By five o'clock she had begun to be uneasy too about Mr Pickering; she was certain he ought to be back. She was uneasy also about being alone on the deserted shore. Most people seemed to lie on their beds in the afternoon and for nearly three hours there had been no one on the sand but herself and the crab.

Then soon after five o'clock she saw that in the quietness two herons, a young one and its mother, had come to fish
along the shaken edge of sea. They were so delicate and pretty: so graceful, so unlike the crab. The mother had a dark dove-coloured sheen on her feathers and her legs were blue. The young bird had feathers of bottle green and its smaller body seemed cast on the water like the shadow of the larger bird.

The sight of the birds, so delicate and undisturbed, calmed all of her feelings about Mrs Archibald, the crab and the young woman who had been found in a sack: so that when Mr Pickering at last appeared she had nothing to say but:

‘Oh! Ed dear, look at the birds. Look at their legs—just the colour of the sea so the fish won't see them. And look at the baby one, the way it does what its mother does. Oh! I've had fun watching them.'

‘Sorry I'm late,' Mr Pickering said. ‘But wait till you hear——'

‘Oh! that's all right. I've had such fun watching the birds. What did you do?'

‘The darnedest thing,' Mr Pickering said.

‘On Cat Cay?'

‘No,' he said. ‘Right along the coast here.'

‘Oh! Look at the herons. Just look. The young one's trying to catch something——'

‘Met a fellow named Wilson. Quite a piece of dark blood in him—you can see that. Just a nobody. Torgsen says his mother kept a house on the waterfront—this Wilson fellow was the result of some damn Glasgow deck-hand dropping in one time. Just scum.'

‘The young one is so pretty,' Mrs Pickering said. ‘What about him?'

‘Incredible,' Mr Pickering said. ‘He's living like Croesus. Like Rockefeller. He's got a palace along the coast here with onyx bathrooms and Louis Quatorze toilets and God knows
what. He owns three sugar mills and two banana plantations and a steam yacht—Oh! and that reminds me, I knew there must be a woman in this somewhere.'

‘Why?'

The two herons had paraded far along the shore and now had turned and were dreamily coming back.

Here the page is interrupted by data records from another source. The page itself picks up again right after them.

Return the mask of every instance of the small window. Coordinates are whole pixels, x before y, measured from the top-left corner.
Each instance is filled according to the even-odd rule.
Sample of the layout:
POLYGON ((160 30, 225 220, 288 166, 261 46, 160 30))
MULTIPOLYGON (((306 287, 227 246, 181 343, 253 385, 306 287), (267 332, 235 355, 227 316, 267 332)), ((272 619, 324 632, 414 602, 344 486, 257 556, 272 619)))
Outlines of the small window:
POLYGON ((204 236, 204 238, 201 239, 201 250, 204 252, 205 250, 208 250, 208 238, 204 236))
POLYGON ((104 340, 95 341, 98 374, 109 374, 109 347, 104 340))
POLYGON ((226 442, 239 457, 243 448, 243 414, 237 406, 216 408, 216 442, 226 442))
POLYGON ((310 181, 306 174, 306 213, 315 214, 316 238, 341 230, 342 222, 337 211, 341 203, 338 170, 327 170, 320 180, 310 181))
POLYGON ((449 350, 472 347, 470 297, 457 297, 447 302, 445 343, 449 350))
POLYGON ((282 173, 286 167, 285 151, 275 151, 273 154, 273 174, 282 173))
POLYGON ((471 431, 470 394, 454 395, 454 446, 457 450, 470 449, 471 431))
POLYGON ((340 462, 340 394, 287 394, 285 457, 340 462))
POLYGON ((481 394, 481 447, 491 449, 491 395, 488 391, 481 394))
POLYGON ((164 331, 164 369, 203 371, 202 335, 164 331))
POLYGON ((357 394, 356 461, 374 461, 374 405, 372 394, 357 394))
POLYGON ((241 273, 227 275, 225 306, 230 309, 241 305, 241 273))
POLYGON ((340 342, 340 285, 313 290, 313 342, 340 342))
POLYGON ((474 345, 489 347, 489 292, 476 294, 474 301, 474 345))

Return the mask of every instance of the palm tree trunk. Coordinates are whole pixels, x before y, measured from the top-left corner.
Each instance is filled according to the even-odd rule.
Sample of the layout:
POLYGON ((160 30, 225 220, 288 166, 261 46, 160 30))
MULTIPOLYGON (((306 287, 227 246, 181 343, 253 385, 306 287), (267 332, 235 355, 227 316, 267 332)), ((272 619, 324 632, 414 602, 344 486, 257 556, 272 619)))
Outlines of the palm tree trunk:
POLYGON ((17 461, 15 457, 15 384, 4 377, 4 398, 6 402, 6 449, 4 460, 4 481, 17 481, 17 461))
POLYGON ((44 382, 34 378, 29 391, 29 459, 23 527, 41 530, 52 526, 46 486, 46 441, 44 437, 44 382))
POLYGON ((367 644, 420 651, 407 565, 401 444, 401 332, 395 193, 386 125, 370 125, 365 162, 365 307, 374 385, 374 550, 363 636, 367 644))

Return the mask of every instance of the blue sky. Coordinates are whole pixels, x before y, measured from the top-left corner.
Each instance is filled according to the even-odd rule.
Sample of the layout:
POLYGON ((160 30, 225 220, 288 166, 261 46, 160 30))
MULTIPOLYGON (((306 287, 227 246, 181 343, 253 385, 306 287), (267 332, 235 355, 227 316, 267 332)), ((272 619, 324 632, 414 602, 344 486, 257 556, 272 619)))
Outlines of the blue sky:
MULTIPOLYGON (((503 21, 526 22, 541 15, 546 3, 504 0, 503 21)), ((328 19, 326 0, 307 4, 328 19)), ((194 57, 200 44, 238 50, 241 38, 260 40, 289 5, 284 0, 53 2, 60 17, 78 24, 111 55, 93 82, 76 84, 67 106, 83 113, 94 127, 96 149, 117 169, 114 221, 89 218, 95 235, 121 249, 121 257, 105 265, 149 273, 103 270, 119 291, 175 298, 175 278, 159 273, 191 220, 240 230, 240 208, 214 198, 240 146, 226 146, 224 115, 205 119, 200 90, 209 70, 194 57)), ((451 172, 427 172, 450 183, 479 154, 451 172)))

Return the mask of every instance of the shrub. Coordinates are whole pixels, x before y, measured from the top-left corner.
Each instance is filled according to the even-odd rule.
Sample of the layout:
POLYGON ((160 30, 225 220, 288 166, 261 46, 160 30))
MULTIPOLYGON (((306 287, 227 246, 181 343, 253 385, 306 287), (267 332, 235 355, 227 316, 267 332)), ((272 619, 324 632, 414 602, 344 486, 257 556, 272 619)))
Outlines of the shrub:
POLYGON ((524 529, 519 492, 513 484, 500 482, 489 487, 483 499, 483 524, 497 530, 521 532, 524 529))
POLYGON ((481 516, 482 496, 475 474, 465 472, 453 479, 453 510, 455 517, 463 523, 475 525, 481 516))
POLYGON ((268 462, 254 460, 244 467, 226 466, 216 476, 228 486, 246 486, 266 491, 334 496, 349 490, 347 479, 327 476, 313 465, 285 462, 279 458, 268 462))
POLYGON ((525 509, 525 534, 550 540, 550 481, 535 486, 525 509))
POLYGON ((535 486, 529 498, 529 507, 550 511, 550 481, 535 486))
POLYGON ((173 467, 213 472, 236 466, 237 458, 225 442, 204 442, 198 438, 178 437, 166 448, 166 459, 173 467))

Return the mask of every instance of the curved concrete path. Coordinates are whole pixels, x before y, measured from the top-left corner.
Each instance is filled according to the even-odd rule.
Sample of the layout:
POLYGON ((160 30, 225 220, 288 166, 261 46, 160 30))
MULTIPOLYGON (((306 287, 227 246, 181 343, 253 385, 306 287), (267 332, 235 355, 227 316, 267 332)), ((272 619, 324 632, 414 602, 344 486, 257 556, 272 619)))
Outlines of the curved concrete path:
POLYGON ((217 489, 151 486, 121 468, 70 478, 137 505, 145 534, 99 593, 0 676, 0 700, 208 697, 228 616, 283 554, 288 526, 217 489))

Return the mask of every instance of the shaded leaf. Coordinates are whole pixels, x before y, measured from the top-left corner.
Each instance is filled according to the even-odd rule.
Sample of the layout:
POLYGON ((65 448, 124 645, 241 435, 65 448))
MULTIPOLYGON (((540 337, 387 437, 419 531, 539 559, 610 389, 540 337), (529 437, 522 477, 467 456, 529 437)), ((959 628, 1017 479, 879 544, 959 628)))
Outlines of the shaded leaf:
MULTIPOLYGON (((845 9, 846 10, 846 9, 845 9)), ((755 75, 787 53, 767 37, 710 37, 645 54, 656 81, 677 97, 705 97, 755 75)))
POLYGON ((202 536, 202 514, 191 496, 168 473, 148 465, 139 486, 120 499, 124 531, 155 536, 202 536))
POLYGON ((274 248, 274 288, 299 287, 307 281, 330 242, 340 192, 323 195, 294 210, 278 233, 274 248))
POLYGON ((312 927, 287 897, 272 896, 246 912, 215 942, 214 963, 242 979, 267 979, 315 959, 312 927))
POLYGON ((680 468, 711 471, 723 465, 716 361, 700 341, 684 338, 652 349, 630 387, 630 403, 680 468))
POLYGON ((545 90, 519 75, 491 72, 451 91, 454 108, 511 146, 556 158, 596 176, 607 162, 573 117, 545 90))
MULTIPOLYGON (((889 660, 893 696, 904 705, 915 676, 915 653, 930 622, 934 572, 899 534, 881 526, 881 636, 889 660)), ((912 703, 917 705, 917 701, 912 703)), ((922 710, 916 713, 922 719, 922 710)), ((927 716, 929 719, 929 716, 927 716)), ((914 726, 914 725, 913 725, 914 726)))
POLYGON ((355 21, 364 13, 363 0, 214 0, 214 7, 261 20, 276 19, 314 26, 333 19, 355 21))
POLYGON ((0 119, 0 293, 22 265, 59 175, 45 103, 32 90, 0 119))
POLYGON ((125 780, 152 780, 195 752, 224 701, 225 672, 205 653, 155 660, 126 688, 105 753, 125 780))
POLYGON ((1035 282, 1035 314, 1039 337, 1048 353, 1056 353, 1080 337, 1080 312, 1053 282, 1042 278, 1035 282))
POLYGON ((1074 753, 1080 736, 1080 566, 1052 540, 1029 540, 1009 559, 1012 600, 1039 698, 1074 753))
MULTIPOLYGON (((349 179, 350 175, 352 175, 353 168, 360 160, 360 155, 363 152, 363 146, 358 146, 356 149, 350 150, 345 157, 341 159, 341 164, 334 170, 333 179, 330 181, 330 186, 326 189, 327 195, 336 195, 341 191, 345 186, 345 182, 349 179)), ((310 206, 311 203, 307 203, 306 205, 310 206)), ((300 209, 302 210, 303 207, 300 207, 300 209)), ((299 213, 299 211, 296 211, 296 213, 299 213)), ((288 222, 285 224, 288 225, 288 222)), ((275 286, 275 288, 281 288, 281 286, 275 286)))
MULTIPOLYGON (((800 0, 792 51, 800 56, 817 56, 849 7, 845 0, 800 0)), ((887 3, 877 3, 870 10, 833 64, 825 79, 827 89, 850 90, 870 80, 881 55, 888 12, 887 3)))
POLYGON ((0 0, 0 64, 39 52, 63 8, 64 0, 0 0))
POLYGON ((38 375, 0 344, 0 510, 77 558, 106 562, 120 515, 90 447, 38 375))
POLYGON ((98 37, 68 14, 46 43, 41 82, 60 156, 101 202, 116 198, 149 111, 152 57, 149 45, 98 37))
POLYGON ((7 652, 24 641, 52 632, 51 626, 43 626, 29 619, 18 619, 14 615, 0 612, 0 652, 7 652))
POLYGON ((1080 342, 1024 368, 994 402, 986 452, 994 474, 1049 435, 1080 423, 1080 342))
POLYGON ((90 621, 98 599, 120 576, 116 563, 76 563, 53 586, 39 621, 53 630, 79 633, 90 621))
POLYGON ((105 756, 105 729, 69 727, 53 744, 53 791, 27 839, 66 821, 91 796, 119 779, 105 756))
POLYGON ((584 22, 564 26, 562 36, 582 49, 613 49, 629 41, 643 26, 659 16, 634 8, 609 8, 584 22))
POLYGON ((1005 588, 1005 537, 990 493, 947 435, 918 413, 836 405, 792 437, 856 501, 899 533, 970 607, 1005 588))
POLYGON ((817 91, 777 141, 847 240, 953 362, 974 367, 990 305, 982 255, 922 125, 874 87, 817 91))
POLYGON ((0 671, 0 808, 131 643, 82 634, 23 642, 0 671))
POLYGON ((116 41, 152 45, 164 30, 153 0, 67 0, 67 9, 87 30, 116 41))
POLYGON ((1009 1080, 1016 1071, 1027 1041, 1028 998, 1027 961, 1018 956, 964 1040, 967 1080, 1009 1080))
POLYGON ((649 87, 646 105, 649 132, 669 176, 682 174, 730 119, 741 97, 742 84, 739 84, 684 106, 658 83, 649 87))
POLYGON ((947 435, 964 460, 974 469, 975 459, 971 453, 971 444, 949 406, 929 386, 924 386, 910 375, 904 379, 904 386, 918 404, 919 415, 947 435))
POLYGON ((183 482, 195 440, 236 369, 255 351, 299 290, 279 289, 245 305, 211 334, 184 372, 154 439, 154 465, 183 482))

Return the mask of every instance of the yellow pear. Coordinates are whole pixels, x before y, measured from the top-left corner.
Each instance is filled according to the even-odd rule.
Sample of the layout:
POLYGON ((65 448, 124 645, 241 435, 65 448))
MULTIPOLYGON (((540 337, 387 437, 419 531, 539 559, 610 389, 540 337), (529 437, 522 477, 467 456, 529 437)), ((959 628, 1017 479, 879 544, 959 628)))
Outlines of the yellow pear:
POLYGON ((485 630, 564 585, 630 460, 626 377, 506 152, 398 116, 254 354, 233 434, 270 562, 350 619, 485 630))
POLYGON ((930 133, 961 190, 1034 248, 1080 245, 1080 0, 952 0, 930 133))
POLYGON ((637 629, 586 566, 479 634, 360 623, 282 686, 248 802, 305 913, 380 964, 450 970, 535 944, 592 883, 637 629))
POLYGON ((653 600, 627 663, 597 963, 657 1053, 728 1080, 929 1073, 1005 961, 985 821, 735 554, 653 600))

‘Because Maxted was mad on them. He ran five or six at a time. You know what?—he'd hang about the harbour until he saw some popsie in on a cruise-ship that he fancied and then he'd take her home and give her a house and set her up. Not satisfied with one or two—but five or six. The big possessor.'

‘And is Mr Wilson fond of the ladies too?'

Mr Pickering laughed.

‘You're pretty smart, aren't you, Mrs Pickering?'

‘I just thought.'

‘Yes,' he said. ‘Mr Wilson is fond of the ladies. And it seems Mr Wilson and Mr Maxted were once fond of the same lady. A girl named Louie. In fact the week before Maxted was murdered they all spent a weekend on Maxted's yacht. And now Louie is Mrs Wilson.'

‘That's no surprise. Did you see her?'

‘No.'

‘And what made you go to see Mr Wilson anyway instead of going to Cat Cay?—Oh! look, the little heron is lost. It's turned around the wrong way and can't see its mother.'

‘Seems he'd heard of me, that's all,' Mr Pickering said. ‘He's got big connections in insurance—and seems he'd even heard of us. Said he'd like to see me.'

‘And just you think, there are people who kill and stuff those lovely things and put them in glass cases—Oh! look at them!——'

‘You know what I think?—and I told Torgsen so. I think Louie killed Maxted.'

Along the shore the parent heron, gazing down with dreaminess at the blue-green evening sea, seemed to be waiting for its young, and Mrs Pickering gave a quick cry of maternal delight.

‘They're so intelligent too,' she said. ‘You see, she knows!'

‘Fascinating, isn't it?' Mr Pickering said. ‘Of course it might not be. But before Maxted was murdered Wilson hadn't a bean. Just a hanger-on. But Louie had—Maxted had seen to that. And now Wilson has all the beans he needs and Louie too.'

Suddenly along the shore the herons were flying. Mrs Pickering gave a cry of dismay and saw that two bathers were running down, carrying white and scarlet wraps, from the hotel to the sea.